I can honestly say I have never ran out of screen wash but i plan to start to :lol:


----------



## richlau (Oct 18, 2005)

kwaTTro said:


> Here's the answer:
> 
> ......... an element of caution is advised!!!
> 
> http://www.25-88.com/clean_your_monitor/brush.swf


Think the caution should have been a hard warning!! Just opened it up at work :lol:


----------



## Wak (May 6, 2002)

barsteward! :lol: :lol:


----------



## UK225 (May 12, 2002)

If you shake it very quickly up & down the nipple becomes detached !


----------



## YELLOW_TT (Feb 25, 2004)

UK225 said:


> If you shake it very quickly up & down the nipple becomes detached !

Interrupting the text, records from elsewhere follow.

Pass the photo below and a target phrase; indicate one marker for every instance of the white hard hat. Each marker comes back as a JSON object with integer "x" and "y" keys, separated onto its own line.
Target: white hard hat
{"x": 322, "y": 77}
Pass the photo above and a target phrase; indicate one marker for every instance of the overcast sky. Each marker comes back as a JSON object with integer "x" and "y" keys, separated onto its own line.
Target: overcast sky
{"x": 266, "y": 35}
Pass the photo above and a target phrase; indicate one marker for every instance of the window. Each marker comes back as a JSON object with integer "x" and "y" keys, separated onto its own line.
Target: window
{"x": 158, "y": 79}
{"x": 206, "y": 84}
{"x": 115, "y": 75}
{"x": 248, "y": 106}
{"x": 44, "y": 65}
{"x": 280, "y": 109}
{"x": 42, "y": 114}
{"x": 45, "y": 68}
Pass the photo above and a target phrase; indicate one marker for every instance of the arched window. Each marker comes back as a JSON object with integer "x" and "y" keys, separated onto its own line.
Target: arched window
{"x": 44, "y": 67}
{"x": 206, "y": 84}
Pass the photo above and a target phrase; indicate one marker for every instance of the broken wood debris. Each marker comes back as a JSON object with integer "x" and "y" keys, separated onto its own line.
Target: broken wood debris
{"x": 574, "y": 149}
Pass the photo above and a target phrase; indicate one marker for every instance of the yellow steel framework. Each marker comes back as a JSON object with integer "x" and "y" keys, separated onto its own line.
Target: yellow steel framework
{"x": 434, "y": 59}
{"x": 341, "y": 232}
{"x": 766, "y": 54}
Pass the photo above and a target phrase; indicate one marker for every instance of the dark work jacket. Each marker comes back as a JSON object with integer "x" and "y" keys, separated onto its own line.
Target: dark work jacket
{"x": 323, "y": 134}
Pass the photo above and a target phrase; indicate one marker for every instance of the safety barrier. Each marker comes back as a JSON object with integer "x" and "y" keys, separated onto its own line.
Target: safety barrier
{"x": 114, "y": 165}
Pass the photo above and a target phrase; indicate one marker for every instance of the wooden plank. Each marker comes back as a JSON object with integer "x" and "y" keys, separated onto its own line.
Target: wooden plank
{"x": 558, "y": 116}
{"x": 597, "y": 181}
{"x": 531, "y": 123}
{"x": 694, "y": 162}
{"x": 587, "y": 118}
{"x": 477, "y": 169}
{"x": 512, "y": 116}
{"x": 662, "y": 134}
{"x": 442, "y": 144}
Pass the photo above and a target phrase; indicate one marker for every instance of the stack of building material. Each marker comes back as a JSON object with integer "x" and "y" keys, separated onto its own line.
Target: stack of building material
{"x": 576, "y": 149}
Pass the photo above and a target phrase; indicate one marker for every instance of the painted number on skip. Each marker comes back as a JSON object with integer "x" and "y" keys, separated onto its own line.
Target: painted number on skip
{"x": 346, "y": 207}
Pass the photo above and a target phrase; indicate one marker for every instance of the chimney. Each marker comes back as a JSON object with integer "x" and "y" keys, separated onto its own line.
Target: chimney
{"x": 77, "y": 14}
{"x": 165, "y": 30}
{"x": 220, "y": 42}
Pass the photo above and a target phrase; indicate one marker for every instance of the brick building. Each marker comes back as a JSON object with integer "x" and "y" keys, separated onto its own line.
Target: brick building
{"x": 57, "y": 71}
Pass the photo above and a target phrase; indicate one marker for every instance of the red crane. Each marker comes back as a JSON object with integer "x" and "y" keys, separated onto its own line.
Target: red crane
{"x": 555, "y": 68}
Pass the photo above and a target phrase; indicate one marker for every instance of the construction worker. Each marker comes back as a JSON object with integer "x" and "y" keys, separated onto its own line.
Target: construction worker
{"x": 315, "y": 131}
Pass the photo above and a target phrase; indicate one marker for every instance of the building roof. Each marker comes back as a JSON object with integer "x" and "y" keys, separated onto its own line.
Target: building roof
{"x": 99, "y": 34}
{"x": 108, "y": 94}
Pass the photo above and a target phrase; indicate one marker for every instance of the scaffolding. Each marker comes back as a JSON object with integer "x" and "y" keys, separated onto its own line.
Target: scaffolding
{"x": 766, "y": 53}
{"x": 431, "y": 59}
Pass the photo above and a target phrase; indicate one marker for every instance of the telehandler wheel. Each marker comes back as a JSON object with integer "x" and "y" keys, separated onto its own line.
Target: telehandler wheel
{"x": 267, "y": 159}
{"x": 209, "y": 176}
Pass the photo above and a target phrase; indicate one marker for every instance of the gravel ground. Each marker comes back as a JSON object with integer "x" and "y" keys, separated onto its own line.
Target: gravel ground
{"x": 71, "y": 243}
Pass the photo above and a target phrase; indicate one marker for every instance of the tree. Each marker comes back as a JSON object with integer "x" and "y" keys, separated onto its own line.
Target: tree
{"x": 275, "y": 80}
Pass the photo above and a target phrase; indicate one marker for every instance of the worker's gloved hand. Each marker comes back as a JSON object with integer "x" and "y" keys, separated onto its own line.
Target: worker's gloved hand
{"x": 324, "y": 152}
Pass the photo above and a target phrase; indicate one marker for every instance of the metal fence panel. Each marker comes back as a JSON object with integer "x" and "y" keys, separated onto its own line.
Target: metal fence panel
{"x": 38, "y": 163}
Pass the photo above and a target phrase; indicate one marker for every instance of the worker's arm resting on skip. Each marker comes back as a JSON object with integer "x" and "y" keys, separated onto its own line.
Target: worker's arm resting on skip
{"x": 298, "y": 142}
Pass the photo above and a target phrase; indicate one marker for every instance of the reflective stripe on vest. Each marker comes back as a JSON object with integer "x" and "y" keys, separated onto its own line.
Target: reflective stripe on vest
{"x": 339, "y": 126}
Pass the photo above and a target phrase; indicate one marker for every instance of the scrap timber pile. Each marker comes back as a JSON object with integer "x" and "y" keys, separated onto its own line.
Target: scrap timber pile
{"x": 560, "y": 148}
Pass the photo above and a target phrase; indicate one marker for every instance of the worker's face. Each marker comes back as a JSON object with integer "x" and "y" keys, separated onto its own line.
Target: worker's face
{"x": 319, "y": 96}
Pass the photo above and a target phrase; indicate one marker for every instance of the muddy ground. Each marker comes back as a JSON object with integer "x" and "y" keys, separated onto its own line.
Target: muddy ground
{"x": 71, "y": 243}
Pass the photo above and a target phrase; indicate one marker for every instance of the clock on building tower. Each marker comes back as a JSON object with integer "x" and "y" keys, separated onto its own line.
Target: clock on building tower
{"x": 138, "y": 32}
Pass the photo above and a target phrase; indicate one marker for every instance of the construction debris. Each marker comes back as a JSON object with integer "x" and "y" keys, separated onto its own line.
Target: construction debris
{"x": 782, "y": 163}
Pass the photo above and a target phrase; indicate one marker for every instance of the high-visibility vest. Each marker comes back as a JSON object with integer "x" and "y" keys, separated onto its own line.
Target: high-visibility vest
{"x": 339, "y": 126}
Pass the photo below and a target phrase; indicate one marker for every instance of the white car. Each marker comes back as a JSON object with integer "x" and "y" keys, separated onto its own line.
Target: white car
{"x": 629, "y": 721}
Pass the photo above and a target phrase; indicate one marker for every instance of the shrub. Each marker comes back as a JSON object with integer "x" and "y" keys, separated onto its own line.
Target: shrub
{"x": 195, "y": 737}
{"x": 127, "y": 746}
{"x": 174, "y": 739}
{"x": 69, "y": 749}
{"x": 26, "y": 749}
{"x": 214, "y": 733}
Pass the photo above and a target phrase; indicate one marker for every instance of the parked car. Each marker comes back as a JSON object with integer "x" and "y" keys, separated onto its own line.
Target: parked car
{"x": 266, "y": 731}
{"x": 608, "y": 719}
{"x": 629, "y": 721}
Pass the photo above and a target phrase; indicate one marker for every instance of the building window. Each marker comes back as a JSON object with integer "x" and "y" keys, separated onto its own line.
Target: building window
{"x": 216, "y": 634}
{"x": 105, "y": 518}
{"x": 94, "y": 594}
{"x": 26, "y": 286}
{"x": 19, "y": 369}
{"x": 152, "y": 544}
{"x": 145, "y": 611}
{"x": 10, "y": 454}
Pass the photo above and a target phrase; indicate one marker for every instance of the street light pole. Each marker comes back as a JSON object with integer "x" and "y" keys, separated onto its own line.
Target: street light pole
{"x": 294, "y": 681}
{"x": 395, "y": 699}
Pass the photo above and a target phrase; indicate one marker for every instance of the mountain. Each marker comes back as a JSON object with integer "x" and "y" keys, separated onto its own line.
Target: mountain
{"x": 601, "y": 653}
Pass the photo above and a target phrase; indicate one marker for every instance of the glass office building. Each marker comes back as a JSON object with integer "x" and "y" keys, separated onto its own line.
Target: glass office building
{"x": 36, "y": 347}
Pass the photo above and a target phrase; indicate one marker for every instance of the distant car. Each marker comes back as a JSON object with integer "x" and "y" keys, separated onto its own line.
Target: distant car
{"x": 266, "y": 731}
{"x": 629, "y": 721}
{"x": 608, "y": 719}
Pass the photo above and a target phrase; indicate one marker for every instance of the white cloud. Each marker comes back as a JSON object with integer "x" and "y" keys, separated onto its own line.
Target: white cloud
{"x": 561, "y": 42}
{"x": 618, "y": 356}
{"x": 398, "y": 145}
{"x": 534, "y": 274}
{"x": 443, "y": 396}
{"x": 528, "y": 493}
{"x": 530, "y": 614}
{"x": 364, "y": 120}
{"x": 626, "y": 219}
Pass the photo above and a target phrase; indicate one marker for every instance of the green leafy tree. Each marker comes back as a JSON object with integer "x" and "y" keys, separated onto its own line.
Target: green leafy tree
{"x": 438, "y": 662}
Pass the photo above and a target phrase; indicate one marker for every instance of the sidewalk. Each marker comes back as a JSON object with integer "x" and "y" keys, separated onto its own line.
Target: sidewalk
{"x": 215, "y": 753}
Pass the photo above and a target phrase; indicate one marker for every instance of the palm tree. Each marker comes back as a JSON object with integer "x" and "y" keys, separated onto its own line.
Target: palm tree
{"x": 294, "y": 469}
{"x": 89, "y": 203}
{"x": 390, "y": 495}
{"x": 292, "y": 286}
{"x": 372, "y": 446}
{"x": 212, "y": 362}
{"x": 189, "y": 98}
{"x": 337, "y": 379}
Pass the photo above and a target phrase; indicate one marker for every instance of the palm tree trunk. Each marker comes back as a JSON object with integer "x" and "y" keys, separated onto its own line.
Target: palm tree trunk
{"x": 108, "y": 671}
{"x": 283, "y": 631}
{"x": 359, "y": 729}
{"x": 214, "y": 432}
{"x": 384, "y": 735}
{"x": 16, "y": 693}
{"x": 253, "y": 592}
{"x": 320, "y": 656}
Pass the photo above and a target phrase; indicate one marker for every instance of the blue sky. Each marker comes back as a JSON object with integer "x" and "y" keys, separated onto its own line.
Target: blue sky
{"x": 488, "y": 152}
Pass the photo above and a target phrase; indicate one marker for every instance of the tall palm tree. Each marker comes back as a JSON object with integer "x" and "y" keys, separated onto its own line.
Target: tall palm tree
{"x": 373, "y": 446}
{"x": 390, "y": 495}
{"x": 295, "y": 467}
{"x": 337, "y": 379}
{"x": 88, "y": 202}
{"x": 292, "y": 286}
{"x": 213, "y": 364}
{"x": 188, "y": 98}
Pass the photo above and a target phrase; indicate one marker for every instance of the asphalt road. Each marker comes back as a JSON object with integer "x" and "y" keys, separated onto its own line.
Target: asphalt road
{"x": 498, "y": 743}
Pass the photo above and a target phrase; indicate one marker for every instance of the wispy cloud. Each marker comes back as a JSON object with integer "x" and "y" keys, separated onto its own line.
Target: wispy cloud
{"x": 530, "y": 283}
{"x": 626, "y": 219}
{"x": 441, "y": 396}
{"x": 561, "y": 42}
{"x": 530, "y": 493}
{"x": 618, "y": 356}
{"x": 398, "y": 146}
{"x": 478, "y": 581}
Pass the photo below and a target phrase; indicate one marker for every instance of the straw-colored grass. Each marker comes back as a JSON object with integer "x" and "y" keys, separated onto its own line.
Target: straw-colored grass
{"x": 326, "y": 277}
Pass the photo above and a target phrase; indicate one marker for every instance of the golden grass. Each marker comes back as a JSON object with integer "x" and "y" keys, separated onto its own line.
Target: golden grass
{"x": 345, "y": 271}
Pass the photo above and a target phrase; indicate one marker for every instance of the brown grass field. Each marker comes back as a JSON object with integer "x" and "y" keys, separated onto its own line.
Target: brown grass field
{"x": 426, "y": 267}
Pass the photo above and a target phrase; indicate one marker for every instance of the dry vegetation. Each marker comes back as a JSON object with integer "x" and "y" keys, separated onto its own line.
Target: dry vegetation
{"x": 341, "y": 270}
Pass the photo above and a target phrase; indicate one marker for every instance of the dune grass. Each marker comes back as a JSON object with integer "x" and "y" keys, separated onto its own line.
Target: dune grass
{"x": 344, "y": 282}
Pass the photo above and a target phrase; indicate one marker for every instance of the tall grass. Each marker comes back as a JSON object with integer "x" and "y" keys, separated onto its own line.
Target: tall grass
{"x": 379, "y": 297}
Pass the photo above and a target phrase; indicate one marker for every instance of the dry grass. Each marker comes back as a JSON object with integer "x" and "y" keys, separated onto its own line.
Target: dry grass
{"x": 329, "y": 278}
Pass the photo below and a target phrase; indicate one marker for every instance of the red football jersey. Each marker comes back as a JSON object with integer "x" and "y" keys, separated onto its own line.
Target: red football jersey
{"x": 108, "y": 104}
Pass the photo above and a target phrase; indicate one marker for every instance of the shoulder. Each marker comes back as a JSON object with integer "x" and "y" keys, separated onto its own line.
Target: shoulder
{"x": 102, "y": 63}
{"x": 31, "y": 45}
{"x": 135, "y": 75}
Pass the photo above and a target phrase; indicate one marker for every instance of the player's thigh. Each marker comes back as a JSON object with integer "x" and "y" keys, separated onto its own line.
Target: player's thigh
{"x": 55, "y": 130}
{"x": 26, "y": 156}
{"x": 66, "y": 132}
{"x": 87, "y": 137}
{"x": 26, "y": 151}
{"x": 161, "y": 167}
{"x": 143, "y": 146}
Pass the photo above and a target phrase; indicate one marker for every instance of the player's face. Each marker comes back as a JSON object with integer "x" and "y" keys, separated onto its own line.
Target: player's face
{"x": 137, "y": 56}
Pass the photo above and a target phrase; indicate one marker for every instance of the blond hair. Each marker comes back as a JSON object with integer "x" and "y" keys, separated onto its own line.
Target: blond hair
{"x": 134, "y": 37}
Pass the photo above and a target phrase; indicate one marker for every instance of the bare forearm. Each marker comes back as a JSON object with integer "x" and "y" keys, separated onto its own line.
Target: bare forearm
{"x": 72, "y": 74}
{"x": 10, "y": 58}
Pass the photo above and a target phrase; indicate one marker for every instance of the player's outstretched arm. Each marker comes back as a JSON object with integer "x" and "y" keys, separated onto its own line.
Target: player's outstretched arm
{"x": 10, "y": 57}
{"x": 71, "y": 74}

  OMG I'd better check :wink:


----------



## ratty (May 18, 2004)

Just going to empty my screen wash....


----------



## YELLOW_TT (Feb 25, 2004)

ratty said:


> Just going to empty my screen wash....


Take your time she is on her way round to mine as we speak


----------



## dimitt (Apr 21, 2004)

Think I might need to clean the inside of the windscreen now!!!


----------



## GW1970 (Jul 4, 2005)

Hehe - great fun! :wink: Just a shame I can't see their faces [smiley=gorgeous.gif]


----------



## YELLOW_TT (Feb 25, 2004)

GW1970 said:


> Hehe - great fun! :wink: Just a shame I can't see their faces [smiley=gorgeous.gif]


I bet thats not what she is thinking :lol: :lol:


----------



## golfmadeasy (Aug 22, 2005)

lol excellent


----------